In the case of high-risk AI, the following points, inter alia, are expected to be implemented when the AI Act comes into force:
- instructions for use containing all information in a precise, complete, correct and unambiguous form;
- in particular, indication in the instructions for use of the expected result when used correctly (in the event of possible major damage);
- establishment of a post-market surveillance system for AI;
- establishment of a risk management system, in particular: a) identification and analysis of known and foreseeable risks arising from the system; b) assessment and evaluation of potential risks when the system is used in accordance with its intended purpose; c) evaluation of other risks that may arise on the basis of post-market surveillance; and d) implementation of appropriate risk management measures;
- establishment of a quality management system;
- the possibility of oversight by natural persons;
- compliance with certain quality criteria for training, validation and test data sets;
- integration of functional features that enable automatic recording of processes and events during the operation of the systems;
- ensuring an adequate level of accuracy, robustness and cybersecurity throughout the entire life cycle;
- undergoing a conformity procedure and the corresponding CE marking;
- Information to national competent authorities and registration in the EU High-Risk AI database.
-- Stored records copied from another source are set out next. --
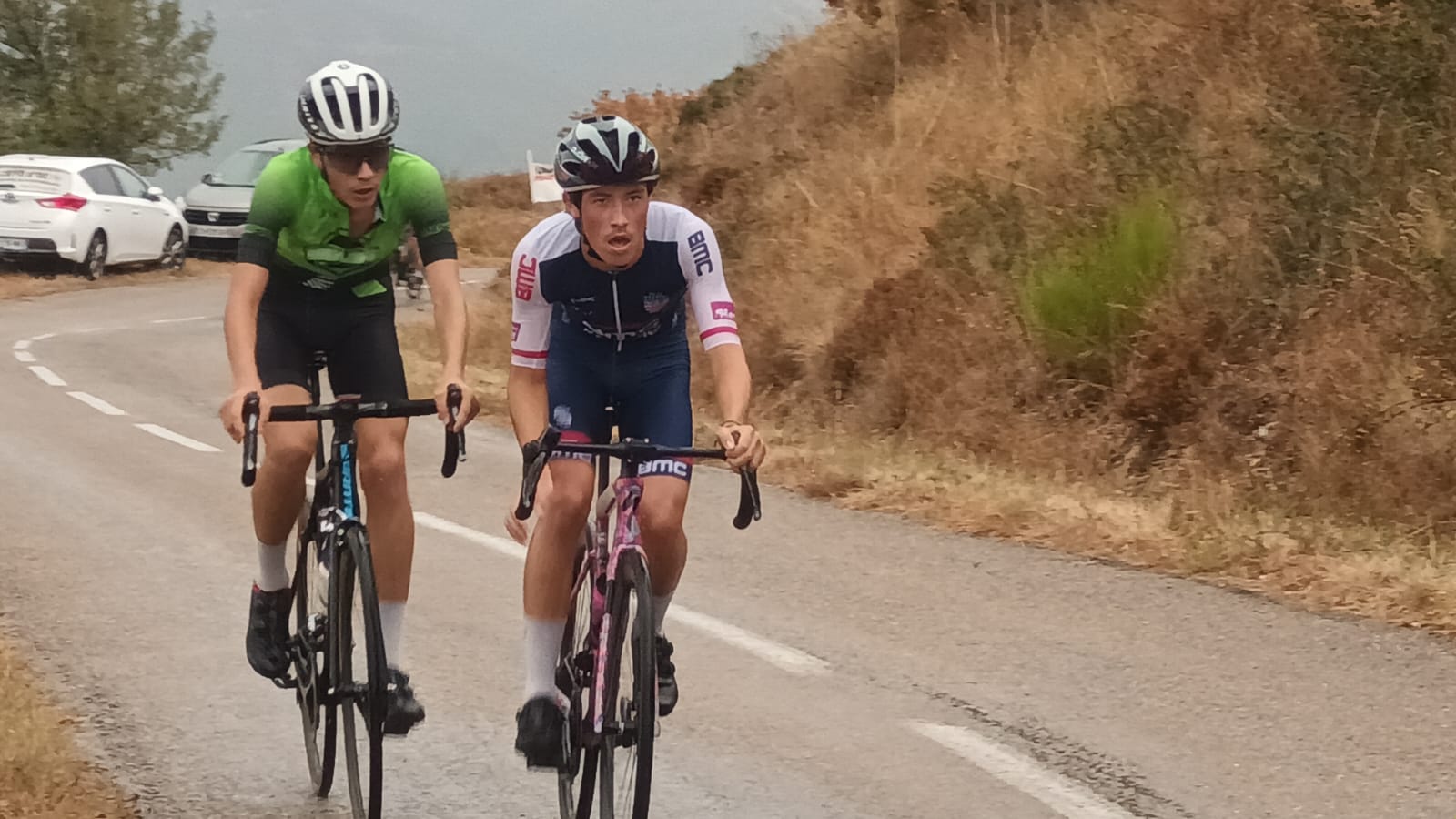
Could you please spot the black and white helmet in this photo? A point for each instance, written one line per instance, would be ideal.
(347, 104)
(604, 150)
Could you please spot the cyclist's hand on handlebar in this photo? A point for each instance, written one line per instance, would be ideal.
(470, 405)
(232, 411)
(743, 445)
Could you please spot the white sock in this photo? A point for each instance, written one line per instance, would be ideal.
(392, 625)
(660, 611)
(542, 647)
(273, 567)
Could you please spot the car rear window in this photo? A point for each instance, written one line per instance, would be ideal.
(31, 178)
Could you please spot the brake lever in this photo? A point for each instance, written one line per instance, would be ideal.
(455, 440)
(750, 503)
(251, 413)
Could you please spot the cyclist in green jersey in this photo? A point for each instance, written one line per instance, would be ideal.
(313, 274)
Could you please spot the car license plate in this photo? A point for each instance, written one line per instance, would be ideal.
(216, 232)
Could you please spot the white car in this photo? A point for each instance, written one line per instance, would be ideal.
(217, 208)
(85, 212)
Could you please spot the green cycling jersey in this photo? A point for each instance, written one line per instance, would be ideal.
(298, 228)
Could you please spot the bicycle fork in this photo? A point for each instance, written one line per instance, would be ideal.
(625, 496)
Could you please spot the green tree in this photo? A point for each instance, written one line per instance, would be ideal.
(124, 79)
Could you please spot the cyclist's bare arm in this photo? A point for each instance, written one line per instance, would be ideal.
(733, 380)
(451, 327)
(526, 397)
(240, 329)
(412, 252)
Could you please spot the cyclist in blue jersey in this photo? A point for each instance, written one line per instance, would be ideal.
(601, 315)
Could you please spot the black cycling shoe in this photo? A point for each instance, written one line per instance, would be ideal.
(666, 678)
(268, 632)
(541, 733)
(402, 712)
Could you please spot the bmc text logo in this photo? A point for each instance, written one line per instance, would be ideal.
(703, 257)
(526, 278)
(666, 467)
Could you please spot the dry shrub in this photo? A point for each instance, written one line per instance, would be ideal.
(1279, 417)
(490, 215)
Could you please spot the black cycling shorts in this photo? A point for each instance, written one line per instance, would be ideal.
(647, 383)
(357, 336)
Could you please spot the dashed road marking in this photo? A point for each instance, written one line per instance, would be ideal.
(96, 404)
(44, 373)
(177, 438)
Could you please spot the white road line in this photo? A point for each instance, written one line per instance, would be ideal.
(179, 439)
(1067, 797)
(44, 373)
(502, 545)
(179, 321)
(96, 404)
(774, 653)
(778, 654)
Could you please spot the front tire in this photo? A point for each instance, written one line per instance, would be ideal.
(174, 252)
(310, 661)
(353, 605)
(631, 693)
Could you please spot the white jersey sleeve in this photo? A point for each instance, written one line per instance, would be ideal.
(703, 266)
(531, 312)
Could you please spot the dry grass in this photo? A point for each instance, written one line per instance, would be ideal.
(41, 771)
(18, 285)
(1280, 421)
(490, 215)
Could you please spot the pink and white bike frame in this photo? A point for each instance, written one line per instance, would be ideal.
(602, 564)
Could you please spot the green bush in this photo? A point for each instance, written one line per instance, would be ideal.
(1082, 302)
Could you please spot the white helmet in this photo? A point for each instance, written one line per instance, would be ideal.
(346, 104)
(604, 150)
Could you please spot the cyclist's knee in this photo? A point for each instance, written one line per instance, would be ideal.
(660, 516)
(288, 450)
(383, 464)
(382, 452)
(571, 497)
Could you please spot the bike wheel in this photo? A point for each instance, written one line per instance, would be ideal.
(309, 661)
(354, 608)
(631, 694)
(574, 680)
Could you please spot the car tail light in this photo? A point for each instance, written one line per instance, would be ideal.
(69, 201)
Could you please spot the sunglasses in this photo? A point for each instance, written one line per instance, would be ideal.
(349, 159)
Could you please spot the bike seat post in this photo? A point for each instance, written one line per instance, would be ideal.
(604, 464)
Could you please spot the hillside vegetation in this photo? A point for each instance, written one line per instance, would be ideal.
(1168, 281)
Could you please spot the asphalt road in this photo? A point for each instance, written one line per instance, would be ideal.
(832, 663)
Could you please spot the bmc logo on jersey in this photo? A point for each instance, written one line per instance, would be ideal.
(526, 278)
(703, 257)
(666, 467)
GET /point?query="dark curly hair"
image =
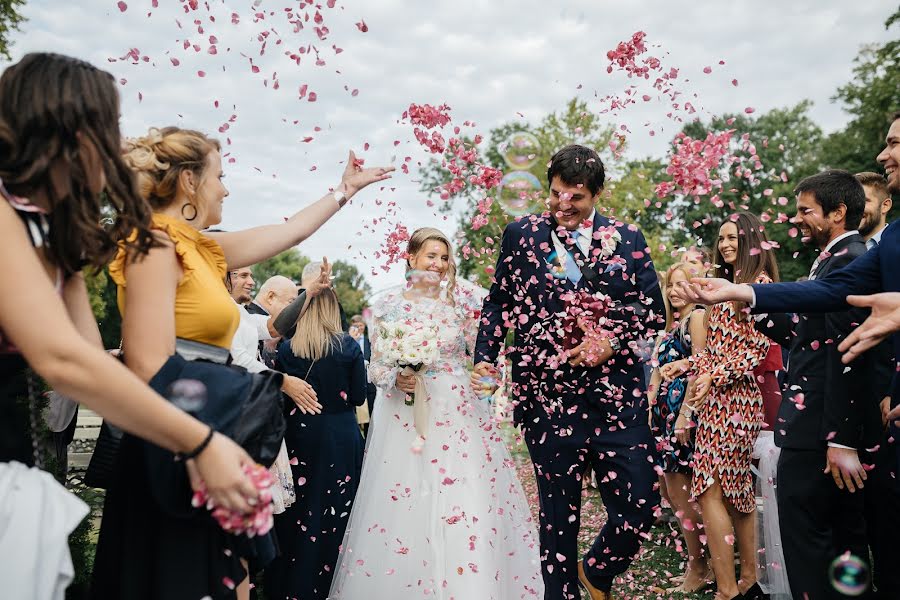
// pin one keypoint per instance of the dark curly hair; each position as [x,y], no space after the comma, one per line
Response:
[50,105]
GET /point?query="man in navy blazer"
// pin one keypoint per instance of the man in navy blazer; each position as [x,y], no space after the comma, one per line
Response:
[878,270]
[580,401]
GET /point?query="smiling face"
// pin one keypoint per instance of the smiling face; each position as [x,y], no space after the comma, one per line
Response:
[889,158]
[572,205]
[432,257]
[728,242]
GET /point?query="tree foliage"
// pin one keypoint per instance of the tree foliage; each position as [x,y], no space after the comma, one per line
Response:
[11,20]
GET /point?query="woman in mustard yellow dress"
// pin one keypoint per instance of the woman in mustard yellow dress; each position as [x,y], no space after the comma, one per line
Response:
[178,291]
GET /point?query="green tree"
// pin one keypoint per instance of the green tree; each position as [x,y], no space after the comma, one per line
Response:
[351,287]
[787,143]
[11,20]
[869,98]
[289,263]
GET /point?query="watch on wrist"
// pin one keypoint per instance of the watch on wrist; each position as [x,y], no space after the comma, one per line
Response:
[340,197]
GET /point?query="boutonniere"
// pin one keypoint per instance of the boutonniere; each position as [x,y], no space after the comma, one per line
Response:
[609,240]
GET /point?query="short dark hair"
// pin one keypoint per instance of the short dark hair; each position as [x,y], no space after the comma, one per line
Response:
[576,165]
[875,181]
[834,187]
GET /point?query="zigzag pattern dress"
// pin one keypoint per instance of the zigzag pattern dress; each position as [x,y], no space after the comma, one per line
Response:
[729,419]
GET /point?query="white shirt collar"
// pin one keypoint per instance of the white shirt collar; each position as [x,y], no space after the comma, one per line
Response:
[839,238]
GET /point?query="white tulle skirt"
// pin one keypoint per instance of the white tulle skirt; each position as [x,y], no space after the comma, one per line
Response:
[443,519]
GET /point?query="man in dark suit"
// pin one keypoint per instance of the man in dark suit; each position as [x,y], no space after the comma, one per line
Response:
[828,417]
[580,401]
[878,270]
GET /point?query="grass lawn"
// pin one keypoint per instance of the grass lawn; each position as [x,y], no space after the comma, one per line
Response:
[661,555]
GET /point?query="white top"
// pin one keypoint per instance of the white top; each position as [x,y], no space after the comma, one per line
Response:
[245,344]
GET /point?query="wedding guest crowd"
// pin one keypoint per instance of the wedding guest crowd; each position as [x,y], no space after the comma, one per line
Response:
[284,373]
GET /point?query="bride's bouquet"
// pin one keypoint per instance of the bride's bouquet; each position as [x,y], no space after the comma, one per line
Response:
[409,345]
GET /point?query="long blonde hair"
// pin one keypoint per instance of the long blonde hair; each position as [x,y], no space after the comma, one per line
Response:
[318,328]
[159,158]
[427,234]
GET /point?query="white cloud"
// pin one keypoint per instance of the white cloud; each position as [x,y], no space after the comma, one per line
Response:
[489,60]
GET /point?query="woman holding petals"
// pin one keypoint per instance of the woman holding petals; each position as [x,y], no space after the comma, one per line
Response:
[726,405]
[177,291]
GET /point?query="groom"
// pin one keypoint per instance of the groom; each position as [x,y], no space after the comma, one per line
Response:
[579,399]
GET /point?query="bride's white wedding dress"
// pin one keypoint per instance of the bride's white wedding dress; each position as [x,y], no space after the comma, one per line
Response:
[445,519]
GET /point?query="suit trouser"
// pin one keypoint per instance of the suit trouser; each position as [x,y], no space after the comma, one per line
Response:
[818,523]
[883,521]
[561,450]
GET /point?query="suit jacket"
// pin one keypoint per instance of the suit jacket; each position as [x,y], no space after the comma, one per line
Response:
[823,402]
[525,297]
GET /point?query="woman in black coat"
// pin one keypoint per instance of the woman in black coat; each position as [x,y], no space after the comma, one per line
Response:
[326,452]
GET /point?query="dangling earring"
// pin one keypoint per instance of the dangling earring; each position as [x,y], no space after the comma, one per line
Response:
[192,207]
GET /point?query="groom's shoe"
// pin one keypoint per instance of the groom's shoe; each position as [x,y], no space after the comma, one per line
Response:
[593,593]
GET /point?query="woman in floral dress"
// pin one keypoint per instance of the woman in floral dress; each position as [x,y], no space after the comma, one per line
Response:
[727,407]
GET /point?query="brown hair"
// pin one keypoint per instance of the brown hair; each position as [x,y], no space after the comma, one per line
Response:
[318,328]
[50,105]
[747,265]
[426,234]
[160,157]
[876,181]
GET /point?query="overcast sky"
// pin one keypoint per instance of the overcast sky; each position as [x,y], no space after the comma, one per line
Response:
[492,61]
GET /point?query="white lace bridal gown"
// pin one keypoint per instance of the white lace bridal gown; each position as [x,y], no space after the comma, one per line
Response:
[447,520]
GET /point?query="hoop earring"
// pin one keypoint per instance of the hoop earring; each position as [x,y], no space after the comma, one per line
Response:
[193,207]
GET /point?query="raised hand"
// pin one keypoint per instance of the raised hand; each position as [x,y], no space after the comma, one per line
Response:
[303,395]
[677,368]
[221,467]
[703,290]
[356,177]
[884,320]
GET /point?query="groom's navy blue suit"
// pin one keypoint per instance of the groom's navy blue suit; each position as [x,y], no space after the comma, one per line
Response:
[576,417]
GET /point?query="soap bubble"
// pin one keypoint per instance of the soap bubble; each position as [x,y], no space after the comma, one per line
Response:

Update (November 15th, 2022)
The EU Council has now reached a final draft for the AI Act. Compared to the compromise discussed on October 25th, the current draft still contains some changes, most of which are based on proposals by the Czech Council Presidency:
It remains the case that in the insurance industry only AI for risk calculation and pricing is classified as high-risk AI. What is new, however, is that this will be limited to their use for health and life insurance. In addition, there are exceptions for micro or small businesses, but only if they use such systems to sell their own insurance products.
In the area of critical infrastructure, there was a clarification to the effect that only those security components necessary to ensure the integrity of the system are classified as high-risk AI, and not components for their mere functioning.
Furthermore, it is clarified once again that the responsibilities, tasks, powers and independence of national authorities that monitor the safeguarding of fundamental rights are not affected. These include, for example, equality bodies and data protection authorities.
This text has now been sent to EU member states for approval by permanent representatives in the Council on Friday (November 18th, 2022). Signature by the representatives in the EU Transport Telecommunications and Energy Council is scheduled for December 6, 2022.